The scope of the project probably deserves a Phabricator tag, but we can start collecting ideas and suggestions from other people and discuss what road to take.
Some useful links:
https://www.mediawiki.org/wiki/ORES/Components
https://www.mediawiki.org/wiki/ORES/Applications
https://toolhub.wikimedia.org/search?q=vandalism
Clients
The clients can be divided into multiple macro areas:
- ChangeProp and revision-score events: when a revision-create event is generated, ChangeProp calls the precache ORES endpoint to get a score for all the models associated with the revid's wiki. For example, if the revision-create event carries rev-id 123456 for enwiki, then ORES is contacted to score that revision for all models compatible with enwiki (the list is part of a ORES configuration). ChangeProp then uses the following code to generate a mediawiki.revision-score event, that is sent to EventGate. We opened T301878 to address this use case in Lift Wing in a more modern way.
- External clients hitting ores.wikimedia.org: mostly bots that want to score rev-ids in batches to help the community in fighting vandalism. See "Counter Vandalism) in the above /Applications link for an initial list (that may be old and not accurate).
- MediaWiki extension ORES: This frontend displays revscoring data on the Special:Contributions and Special:RecentChanges pages. A FetchScoreJob event is created in response to the RecentChange_save event, which fetches scores from the ORES API and caches them in the local MediaWiki database for efficient access. It looks that the PHP code is highly configurable but it will need to be adapted to work with the Lift Wing API.
Migration strategies
The Lift Wing API is still to be decided due to T288789, but we'll likely have two main entry points:
- api.wikimedia.org for the external clients
- an internal discovery endpoint for internal clients.

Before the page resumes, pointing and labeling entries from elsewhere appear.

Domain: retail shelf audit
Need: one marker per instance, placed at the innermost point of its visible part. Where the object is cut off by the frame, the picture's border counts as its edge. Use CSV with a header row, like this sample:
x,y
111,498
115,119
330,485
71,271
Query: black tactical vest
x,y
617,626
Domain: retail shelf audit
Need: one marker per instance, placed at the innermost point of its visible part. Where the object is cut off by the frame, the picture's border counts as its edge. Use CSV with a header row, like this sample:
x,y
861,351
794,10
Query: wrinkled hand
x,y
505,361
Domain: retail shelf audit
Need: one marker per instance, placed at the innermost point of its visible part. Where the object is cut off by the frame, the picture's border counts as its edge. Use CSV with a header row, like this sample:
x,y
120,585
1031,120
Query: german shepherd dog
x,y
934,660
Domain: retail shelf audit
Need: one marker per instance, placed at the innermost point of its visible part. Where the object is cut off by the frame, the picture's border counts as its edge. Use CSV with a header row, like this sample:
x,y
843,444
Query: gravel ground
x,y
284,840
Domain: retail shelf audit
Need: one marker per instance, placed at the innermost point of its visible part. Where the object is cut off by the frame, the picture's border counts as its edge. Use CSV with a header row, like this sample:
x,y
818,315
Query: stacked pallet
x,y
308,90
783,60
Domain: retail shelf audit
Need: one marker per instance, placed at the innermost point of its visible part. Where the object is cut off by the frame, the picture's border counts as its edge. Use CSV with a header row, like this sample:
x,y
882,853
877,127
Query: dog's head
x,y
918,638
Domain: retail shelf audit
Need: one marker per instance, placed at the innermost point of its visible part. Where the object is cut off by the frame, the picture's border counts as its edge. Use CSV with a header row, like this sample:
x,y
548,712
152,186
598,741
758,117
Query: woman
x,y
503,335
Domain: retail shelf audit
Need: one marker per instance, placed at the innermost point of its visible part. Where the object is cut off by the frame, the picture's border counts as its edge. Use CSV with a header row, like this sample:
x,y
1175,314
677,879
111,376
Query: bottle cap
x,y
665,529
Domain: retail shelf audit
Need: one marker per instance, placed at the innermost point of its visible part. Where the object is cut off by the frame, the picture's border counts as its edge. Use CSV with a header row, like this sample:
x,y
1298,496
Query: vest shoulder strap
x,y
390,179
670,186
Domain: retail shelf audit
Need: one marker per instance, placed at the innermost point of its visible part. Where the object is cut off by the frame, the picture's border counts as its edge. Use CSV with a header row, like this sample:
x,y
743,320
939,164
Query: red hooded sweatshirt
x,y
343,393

With "internal clients" we mean ChangeProp + MediaWiki and researchers/data-engineers/etc.. that need to contact Lift Wing.
Migrating external users from ores.wikimedia.org to api.wikimedia.org will surely be a problem, since:
- We don't know the exact list of bots/tools and their codebases, together with owners and their point of contact.
- Moving from ores.wikimedia.org to api.wikimedia.org is not only a change of endpoint, but also a change in API calls. Due to what written above, it may become difficult since some tools/bots don't have a clear owner.
- Some bots/tools are incredibly vital for the community, but their codebase may not be owned by somebody available to change code etc..
We have essentially two options:
- Create a thin rewrite/transition layer behind an endpoint like ores-legacy.wikimedia.org, that simply gets ORES-like API calls (maybe a limited set) and "translates" them to Lift Wing ones.
- Follow up with all bot owners asking to migrate their tools to Lift Wing, keeping up ORES for the time being.